According to a report from the Pew Research Center’s Project for Excellence in Journalism, 50 percent of U.S. adults own either a smartphone or a tablet. With many owning both, 44 percent own a smartphone and 22 percent own a tablet. Only 11 percent owned a tablet in a similar survey administered in 2011.

The report, called “Future of Mobile News,” focuses on the use of Internet access on mobile devices to consume news content. The study found that one third of all U.S. adults retrieves news on a smartphone or tablet at least once a week. Among tablet news users, 54 percent also consume news on a smartphone, 77 percent on a desktop or laptop, and 50 percent in print. In addition, 43 percent of tablet news users said that the tablet adds to the time they spend consuming news rather than simply replacing other sources.

Smartphone users

Moreover, 45 percent of all mobile news users said they consume news on a desktop or laptop daily, and 75 percent said they do so at least weekly. Getting news was found to be the second-most popular activity on both smartphones and tablets, beaten only by retrieving or sending e-mail. Other popular activities included playing games and using social networking sites.

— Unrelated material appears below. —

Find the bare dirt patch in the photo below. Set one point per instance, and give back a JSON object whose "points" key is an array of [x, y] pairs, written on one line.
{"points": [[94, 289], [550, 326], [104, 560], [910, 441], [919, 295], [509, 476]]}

The report also showed a dramatic shift in tablet ownership. In 2011, 81 percent of tablet-owning respondents to a Pew survey owned Apple iPads, while 15 percent owned Android tablets and 4 percent owned some other type of tablet. In the 2012 survey, only 52 percent of tablet owners had an iPad and the remaining 48 percent owned an Android tablet.

Among smartphones, 46 percent of respondents owned an Android device, 38 percent an iPhone, and 10 percent a BlackBerry.

The results in the report are based on a telephone survey of 9,513 adults, conducted June 29 through August 8, 2012.